Negapedia refresh generator and development environment: this package and docker image is responsible of generating negapedia, a website on social data extracted from wikipedia.
This image take in input the nationalization and store the result of the operations in /data (in-container folder). All the operation of data fetching are totally automatized and the result is negapedia website in the form of a gzipped tarball of gzipped webpages. The operations flow is composed of thee phases:
preprocessing of data: CPU intensive, it requires a good internet connection and 16GB of RAM;
exporting to csv, CPU intensive.
(optional) calculating TFIDF, CPU and IO intensive.

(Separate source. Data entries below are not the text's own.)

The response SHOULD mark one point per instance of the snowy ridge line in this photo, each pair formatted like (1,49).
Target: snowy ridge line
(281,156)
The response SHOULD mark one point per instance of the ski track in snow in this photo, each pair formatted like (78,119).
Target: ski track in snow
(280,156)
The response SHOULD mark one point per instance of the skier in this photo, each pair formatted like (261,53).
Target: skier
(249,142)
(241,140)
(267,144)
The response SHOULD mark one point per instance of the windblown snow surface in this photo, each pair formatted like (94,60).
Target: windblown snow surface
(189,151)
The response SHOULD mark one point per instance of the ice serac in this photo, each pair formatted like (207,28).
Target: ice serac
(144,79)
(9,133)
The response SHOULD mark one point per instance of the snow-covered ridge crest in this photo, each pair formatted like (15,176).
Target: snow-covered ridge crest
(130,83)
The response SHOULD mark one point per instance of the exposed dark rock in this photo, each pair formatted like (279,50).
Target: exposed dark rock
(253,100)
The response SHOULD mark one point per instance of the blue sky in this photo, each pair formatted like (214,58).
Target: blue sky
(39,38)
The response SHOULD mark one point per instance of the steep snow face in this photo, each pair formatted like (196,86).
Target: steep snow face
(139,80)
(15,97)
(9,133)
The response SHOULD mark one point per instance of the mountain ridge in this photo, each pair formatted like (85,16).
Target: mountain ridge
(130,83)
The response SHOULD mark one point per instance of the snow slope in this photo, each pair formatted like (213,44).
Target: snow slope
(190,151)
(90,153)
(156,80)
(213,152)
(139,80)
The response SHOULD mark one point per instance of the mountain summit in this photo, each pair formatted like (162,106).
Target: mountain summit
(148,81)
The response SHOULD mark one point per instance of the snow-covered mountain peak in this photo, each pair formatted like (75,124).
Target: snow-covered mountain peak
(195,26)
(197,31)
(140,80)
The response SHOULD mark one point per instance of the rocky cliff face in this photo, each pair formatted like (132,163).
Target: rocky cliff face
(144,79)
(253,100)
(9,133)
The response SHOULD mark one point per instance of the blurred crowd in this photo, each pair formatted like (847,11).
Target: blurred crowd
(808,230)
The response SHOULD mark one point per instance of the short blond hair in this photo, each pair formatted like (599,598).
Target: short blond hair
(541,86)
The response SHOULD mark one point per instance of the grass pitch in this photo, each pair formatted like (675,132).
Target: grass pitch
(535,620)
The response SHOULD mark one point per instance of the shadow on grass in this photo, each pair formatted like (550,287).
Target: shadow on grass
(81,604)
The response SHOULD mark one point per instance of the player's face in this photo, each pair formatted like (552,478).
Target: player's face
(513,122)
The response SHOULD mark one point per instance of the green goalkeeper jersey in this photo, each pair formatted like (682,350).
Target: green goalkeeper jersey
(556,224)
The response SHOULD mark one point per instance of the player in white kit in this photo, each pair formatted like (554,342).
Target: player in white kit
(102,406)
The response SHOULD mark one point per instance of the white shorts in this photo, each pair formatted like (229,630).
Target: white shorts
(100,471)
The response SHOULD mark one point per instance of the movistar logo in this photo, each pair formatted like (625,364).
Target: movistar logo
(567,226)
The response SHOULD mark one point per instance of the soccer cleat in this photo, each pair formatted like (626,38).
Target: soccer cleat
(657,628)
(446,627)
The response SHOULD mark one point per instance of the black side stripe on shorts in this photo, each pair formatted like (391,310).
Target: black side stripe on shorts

construction of in-container database - IO intensive, requires 300GB of storage, best if SSD.
exporting and compressing the static website from quering the database and TFIDF data.
url: Output base URL, %s is the optional placeholder for subdomain, default http://%s.negapedia.org.
source: source of data (net or savepoint), default net.
keep: keep every savepoint after the execution (true or false), default false.
tfidf: calculate TFIDF, if false, try available precalculated measures (true or false), default false.
test: Run as test on a fraction of the articles before savepoint (true or false), default false.
Examples
docker run negapedia/negapedia refresh -lang en: basic usage, run the image on the english nationalization and store the result in the in-containter /data folder.
docker run -v /path/2/out/dir:/data negapedia/negapedia --rm refresh -lang en:
..1. run the image as before.
..2. mount as a volume the guest /data folder to the host folder /path/2/out/dir, the output folder, so that at the end of the operations /path/2/out/dir will contain the result. This folder can be changed to an arbitrary folder of your choice.
..3. remove the image right after the execution.
docker run -v /path/2/out/dir:/data --rm --init -d negapedia/negapedia refresh -lang en, you may want to use this commad :
..1. run the image as before.
..2. run an init process that will take care of killing eventual zombie processes - just in case.
..3. run the image in detatched mode.
For further explanations please refer to docker run reference
Useful commands
docker pull negapedia/negapedia Update the image to the last revision.
docker kill --signal=SIGQUIT $(docker ps -ql) Quit the last container and log trace dump.
docker kill --signal=SIGUSR1 $(docker ps -ql) Log the trace dump of the last container without quitting it.
docker logs -f $(docker ps -lq) Fetch the logs of the last container.
docker system prune -fa --volumes Remove all unused images and volume without asking for confirmation.